HSHAWB 21 Dave Cowan, Journal of law and Society Professor of Socio-Legal Studies; Barrister

Senedd Cymru | Welsh Parliament

Y Pwyllgor Llywodraeth Leol a Thai | Local Government and Housing Committee

Bil Digartrefedd a Dyrannu Tai Cymdeithasol (Cymru) | Homelessness and Social Housing Allocation (Wales) Bill

Ymateb gan: Dave Cowan, Journal of law and Society Professor of Socio-Legal Studies; Barrister | Evidence from: Dave Cowan, Journal of law and Society Professor of Socio-Legal Studies; Barrister

What are your views on the general principles of the Bill, and whether there is a need for legislation to deliver the stated policy intention?

(We would be grateful if you could keep your answer to around 500 words).

I have written a series of blog posts which extend beyond your word limits, I'm afraid.  They can be found on my blog, Housing Law and Policy in Wales: https://blogs.cardiff.ac.uk/housing-law-wales/

For your convenience, I have pasted my posts so far here and in the sections below, but I will continue to add to them each week.

First post:

This Bill was published yesterday (I’m writing this on Tuesday as off to a conference later), and this is a holding note just to explain what looks like the outstanding features of the Bill – published on Tuesday as it is a pretty big moment.  I will post on it more fully, taking individual clauses of interest (to me and anyone who is interested) when I return (but there will be a blog break on Friday and next week).  Let me know if you would like me to look at any particular clause/point of interest.  Here is my summary …

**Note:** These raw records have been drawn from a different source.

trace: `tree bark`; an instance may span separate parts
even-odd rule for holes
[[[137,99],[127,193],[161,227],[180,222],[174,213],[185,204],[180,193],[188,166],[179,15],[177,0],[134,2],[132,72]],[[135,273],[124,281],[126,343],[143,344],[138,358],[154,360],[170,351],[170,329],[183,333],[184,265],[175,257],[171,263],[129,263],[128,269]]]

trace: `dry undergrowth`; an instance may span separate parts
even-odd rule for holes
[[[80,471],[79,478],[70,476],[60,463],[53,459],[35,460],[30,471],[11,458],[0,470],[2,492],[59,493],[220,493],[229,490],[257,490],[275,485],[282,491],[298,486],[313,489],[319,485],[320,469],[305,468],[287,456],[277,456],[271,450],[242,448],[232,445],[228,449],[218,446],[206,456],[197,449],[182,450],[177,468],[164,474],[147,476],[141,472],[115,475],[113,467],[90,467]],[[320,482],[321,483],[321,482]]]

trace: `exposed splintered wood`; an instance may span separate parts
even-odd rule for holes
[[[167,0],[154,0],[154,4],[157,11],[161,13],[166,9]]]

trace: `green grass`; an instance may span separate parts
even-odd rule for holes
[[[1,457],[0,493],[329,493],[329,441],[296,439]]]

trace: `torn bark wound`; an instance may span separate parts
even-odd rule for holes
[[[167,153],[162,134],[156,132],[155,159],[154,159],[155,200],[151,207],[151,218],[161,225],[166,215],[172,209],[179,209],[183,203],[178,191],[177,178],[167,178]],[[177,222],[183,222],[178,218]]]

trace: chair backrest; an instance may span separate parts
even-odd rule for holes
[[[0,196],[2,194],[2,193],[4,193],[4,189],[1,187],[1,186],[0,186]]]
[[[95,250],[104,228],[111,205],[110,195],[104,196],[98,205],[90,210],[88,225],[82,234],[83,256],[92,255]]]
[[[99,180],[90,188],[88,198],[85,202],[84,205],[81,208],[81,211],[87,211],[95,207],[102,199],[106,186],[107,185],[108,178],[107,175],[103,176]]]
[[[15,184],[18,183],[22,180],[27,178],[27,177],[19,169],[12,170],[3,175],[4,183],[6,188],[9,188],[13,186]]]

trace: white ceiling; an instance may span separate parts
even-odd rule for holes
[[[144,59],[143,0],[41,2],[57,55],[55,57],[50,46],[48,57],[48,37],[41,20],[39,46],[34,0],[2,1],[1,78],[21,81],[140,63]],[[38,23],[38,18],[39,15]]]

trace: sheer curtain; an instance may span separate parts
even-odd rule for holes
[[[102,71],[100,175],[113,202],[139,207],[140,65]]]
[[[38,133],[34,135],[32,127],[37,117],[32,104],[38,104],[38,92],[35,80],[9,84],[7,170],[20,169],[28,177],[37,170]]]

Although it is an amendment, the first point is that it seems to set a completely new direction for Wales.  It retains the core structure of English homelessness law, which is a shame, but understandable; nevertheless, it does seem to want to change the culture of denial that we too often see in homelessness decision-making, and seek to offer the wrap around service which was promised in the White Paper and other documents which underpin it.  Jayne Bryant, the Cabinet Secretary for housing and local government, issued a statement isolating what for the WG are the main points (there is a long list of bullet points), and notes that it “builds on” the White Paper and the work of the outstanding Expert Group.

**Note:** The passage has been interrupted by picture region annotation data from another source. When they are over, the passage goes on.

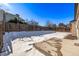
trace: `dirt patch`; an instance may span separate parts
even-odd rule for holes
[[[73,36],[72,34],[69,34],[69,35],[65,36],[64,39],[76,40],[77,36]]]

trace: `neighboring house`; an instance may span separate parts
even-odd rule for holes
[[[5,21],[8,22],[9,20],[13,20],[14,18],[17,18],[18,20],[23,20],[18,14],[11,14],[11,13],[8,13],[4,10],[0,10],[0,21],[3,21],[3,18],[4,18],[4,15],[5,15]]]

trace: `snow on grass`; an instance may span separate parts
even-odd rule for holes
[[[33,43],[48,40],[53,37],[64,38],[68,35],[67,32],[53,31],[22,31],[22,32],[6,32],[3,36],[3,51],[2,55],[43,55],[33,48]],[[27,53],[25,51],[31,50]]]

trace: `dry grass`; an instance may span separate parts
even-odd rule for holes
[[[69,34],[69,35],[65,36],[64,39],[76,40],[77,37],[76,36],[72,36],[72,34]]]

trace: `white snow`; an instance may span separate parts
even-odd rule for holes
[[[6,32],[3,36],[4,52],[1,55],[44,56],[33,47],[33,43],[48,40],[53,37],[62,39],[68,34],[70,33],[53,31]]]

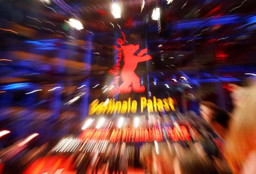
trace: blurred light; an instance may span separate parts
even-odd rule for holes
[[[244,74],[245,75],[252,75],[253,76],[256,76],[256,74],[253,74],[252,73],[246,73]]]
[[[30,83],[18,83],[1,86],[2,90],[12,90],[20,88],[26,88],[31,86],[31,84]]]
[[[0,59],[0,61],[12,61],[12,60],[10,60],[10,59]]]
[[[174,81],[175,82],[177,82],[178,81],[176,80],[175,78],[172,78],[172,80],[173,81]]]
[[[34,90],[33,91],[31,91],[31,92],[28,92],[27,93],[25,93],[25,94],[31,94],[31,93],[33,93],[35,92],[36,92],[37,91],[42,91],[42,90]]]
[[[15,33],[16,34],[19,34],[17,33],[16,32],[14,31],[13,30],[9,30],[8,29],[2,29],[2,28],[0,28],[0,30],[4,30],[4,31],[10,31],[11,32],[14,33]]]
[[[68,23],[70,27],[74,28],[77,30],[80,30],[83,29],[83,24],[78,20],[73,18],[70,19]]]
[[[99,84],[97,84],[96,85],[95,85],[94,86],[93,86],[93,88],[96,88],[97,86],[98,86],[99,85]]]
[[[118,123],[117,124],[117,127],[118,128],[120,128],[124,124],[124,119],[123,117],[121,117],[119,119],[119,120],[118,120]]]
[[[154,141],[154,143],[155,143],[155,151],[157,153],[157,154],[159,155],[159,148],[158,147],[157,141],[155,140]]]
[[[107,88],[107,89],[108,88]],[[104,103],[103,104],[103,107],[105,107],[105,106],[107,106],[108,105],[108,104],[109,104],[109,99],[108,98],[106,100]]]
[[[11,131],[9,130],[4,130],[1,131],[0,131],[0,137],[2,137],[6,134],[8,134],[10,133]]]
[[[183,78],[184,80],[188,80],[188,79],[187,78],[186,78],[186,77],[184,77],[183,76],[181,76],[180,77],[180,78]]]
[[[80,88],[83,88],[83,86],[86,86],[86,84],[84,84],[83,85],[82,85],[81,86],[80,86],[80,87],[78,88],[77,88],[78,89],[80,89]]]
[[[121,8],[118,4],[116,3],[112,4],[111,13],[115,19],[121,17]]]
[[[155,8],[153,10],[153,12],[152,13],[152,19],[157,21],[160,18],[160,8]]]
[[[21,141],[21,143],[19,143],[18,145],[18,146],[20,147],[25,145],[25,144],[27,143],[29,141],[32,139],[34,138],[35,137],[36,137],[37,136],[38,136],[38,135],[39,135],[39,134],[37,134],[37,133],[35,133],[34,134],[33,134],[30,135],[29,136],[27,137],[25,140],[24,140],[23,141]]]
[[[66,105],[66,104],[68,104],[68,105],[72,103],[73,103],[74,102],[80,98],[80,96],[78,96],[76,97],[75,97],[73,99],[71,99],[69,101],[68,101],[67,103],[64,104],[64,105]]]
[[[173,0],[166,0],[166,1],[167,1],[167,4],[169,4],[170,3],[171,3]]]
[[[137,117],[134,119],[134,127],[138,128],[139,126],[139,118]]]
[[[169,86],[169,85],[168,85],[168,84],[165,84],[165,85],[166,86],[166,88],[170,88],[170,86]]]
[[[40,0],[42,3],[45,3],[47,4],[50,4],[50,0]]]
[[[83,127],[82,128],[82,130],[83,130],[84,129],[85,129],[89,126],[91,123],[92,123],[93,121],[93,120],[92,119],[88,119],[83,126]]]
[[[56,89],[60,88],[61,88],[61,87],[60,86],[58,86],[58,87],[55,87],[54,88],[53,88],[52,89],[51,89],[50,90],[48,90],[48,91],[53,91],[54,90],[56,90]]]
[[[103,125],[103,124],[104,123],[105,121],[105,119],[104,119],[104,118],[101,118],[99,120],[99,122],[98,122],[98,124],[96,125],[96,128],[98,129],[99,128],[100,128]]]
[[[141,6],[141,10],[140,10],[140,12],[142,11],[142,10],[144,8],[144,6],[145,6],[145,0],[142,0],[142,6]]]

The most interesting and important provisions are the omission of priority need and intentionality.  It is these provisions more than most which incite local authorities to enter into the kind of street-level bureaucracy which ends with a culture of denial operating.  There is a brilliant piece by Caroline Hunter and colleagues, for example, about how local authorities see medical evidence, and regard GPs as not providing objective appraisals but advocating for their patients.  And, as for intentionality, it was originally designed for people who might seek to take advantage of the munificence of the law – which tells you something about the coalition which produced the 1977 Act and their views about people.  It is not a provision for which I have much, if any, time (as a matter of principle, although I have to engage with it in practice), and judicial decisions have tended towards the obscure and have made it pretty difficult to interpret/work.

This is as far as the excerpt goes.